Finite element conformal complexes in three dimensions

TL;DR

This paper develops finite element conformal complexes in three dimensions using an extended BGG framework, enabling stable numerical methods for complex physical applications involving conformal tensors.

Contribution

It introduces a novel application of the discrete BGG framework combined with geometric decomposition to construct simpler, local bubble finite element complexes in 3D.

Findings

Constructed finite element conformal Hessian and elasticity complexes in 3D.

Supported stable, structure-preserving numerical methods for relativity and elasticity.

Provided a systematic approach to develop complexes with varying smoothness levels.

Abstract

This paper extends the Bernstein-Gelfand-Gelfand (BGG) framework to the construction of finite element conformal Hessian complexes and conformal elasticity complexes in three dimensions involving conformal tensors (i.e., symmetric and traceless tensors).
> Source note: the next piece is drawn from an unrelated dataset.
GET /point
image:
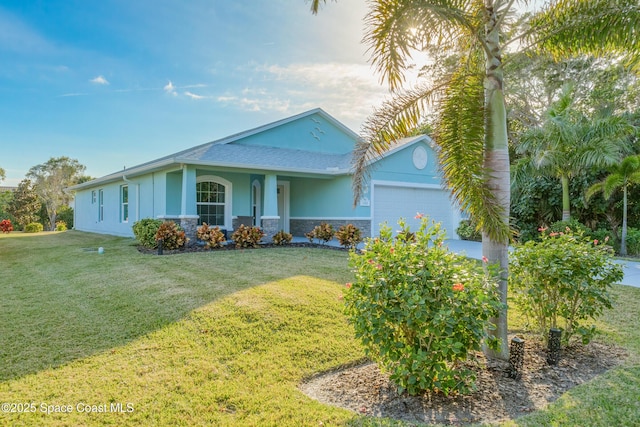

These complexes incorporate higher-order differential operators, including the linearized Cotton-York operator, and require conformal tensor spaces with nontrivial smoothness and trace conditions. A novel application of the discrete BGG framework, combined with the geometric decomposition of bubble spaces and a reduction operation, to local bubble finite element complexes is introduced. This yields simpler and more tractable constructions than global BGG-based approaches, and leads to the bubble conformal complexes. Building on these bubble conformal complexes and the associated face bubble complexes, finite element conformal Hessian complexes and conformal elasticity complexes with varying degrees of smoothness are systematically developed. The resulting complexes support stable and structure-preserving numerical methods for applications in relativity, Cosserat elasticity, and fluid mechanics.